Humanitarian organisations 'suffering worst attacks since the war'

The latest annual report on global civil society by Civicus says right-wing extremists are being mobilised to attack migrants and refugees, and those defending them are in the firing line

Civil society organisations that provide humanitarian help are under greater attack than at any time since the Second World War, according to a report published today by Civicus.

Civicus is a global alliance of civil society organisations and activists based in South Africa that aims to strengthen citizen action.

Its State of Civil Society Report 2019, which analyses global trends, says right-wing populists and extremists are being mobilised to attack migrants and refugees.

Those defending vulnerable groups increasingly find themselves in the firing line caused by this "rising tide of global mean-spiritedness", it says.

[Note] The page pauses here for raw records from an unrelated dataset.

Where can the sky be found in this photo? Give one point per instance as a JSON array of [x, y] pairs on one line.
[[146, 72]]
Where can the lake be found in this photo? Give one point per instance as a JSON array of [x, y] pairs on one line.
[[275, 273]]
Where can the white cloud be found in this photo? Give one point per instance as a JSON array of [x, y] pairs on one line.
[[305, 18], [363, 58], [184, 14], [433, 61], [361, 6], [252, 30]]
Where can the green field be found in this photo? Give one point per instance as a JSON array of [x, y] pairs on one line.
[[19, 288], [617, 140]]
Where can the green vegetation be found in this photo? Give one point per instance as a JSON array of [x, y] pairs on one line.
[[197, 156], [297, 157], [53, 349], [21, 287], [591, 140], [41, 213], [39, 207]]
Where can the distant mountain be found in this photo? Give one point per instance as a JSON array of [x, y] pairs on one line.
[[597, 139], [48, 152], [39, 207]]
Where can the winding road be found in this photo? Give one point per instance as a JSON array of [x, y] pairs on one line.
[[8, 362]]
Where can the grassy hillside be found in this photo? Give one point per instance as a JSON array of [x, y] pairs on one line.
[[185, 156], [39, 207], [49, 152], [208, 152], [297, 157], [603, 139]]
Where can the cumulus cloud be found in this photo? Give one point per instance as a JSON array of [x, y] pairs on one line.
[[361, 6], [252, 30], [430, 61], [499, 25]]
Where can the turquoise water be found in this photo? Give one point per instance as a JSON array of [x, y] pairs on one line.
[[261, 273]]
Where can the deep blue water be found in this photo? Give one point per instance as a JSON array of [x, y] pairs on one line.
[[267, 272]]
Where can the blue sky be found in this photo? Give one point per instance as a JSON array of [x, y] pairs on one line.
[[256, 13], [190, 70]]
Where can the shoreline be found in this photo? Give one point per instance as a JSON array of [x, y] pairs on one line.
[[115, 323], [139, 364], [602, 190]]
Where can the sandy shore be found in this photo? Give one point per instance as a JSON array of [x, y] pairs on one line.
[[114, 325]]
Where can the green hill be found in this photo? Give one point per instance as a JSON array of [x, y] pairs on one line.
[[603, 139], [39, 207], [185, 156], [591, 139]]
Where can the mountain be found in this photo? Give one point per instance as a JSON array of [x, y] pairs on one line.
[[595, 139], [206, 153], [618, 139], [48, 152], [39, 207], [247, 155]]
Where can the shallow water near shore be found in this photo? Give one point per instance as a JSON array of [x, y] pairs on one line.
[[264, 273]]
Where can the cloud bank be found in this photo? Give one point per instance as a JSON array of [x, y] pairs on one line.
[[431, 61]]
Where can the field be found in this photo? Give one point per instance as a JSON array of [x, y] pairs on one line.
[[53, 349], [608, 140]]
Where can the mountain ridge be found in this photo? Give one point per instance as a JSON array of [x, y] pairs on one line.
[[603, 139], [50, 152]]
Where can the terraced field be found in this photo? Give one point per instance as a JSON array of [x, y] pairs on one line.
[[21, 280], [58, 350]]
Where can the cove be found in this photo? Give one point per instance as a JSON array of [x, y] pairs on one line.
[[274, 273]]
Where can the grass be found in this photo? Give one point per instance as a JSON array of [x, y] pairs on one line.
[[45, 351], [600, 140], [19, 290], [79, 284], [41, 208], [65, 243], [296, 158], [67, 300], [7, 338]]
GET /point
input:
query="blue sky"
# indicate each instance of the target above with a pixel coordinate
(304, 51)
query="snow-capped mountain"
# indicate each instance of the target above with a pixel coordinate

Lysa John, secretary general of Civicus, said: "We believe that the right to provide humanitarian response is under attack in a way unparalleled since the Second World War.

"We need a new campaign, at both global and domestic levels, to reinforce humanitarian values and the rights of progressive civil society groups to act."

The report, which is the eighth produced annually by Civicus, describes 2018 as "a year when regressive forces gained ground".

Civicus, which tracks how well civic rights are protected in each country, continues to rate the UK as "narrowed", which is the second best of five options.

The report highlights fracking, Brexit, safeguarding and deportation laws as areas of concern for UK civil society. It says fracking protesters face restrictions and Brexit has prompted some civil society organisations to relocate their headquarters outside the UK.

"The UK’s rejection of multilateralism could be seen to be having a negative impact on civil society even before Brexit was concluded," the report says.

Laws to prevent terrorism are being used to deport non-terrorists, the report adds. And it questions how NGOs, such as Oxfam, have responded to safeguarding breaches.

"What concerned many in civil society was that the initial response seemed to be one of putting reputational management and the financial bottom line first, rather than one of listening to the survivors of abuse and prioritising their needs," the report says.

"There can be no claim that the ends of our missions as civil society outweigh the means by which we work."

The report recommends that civil society organisations "build better connections" with trade unions, academics and think tanks to "develop economic alternatives" to right-wing populism.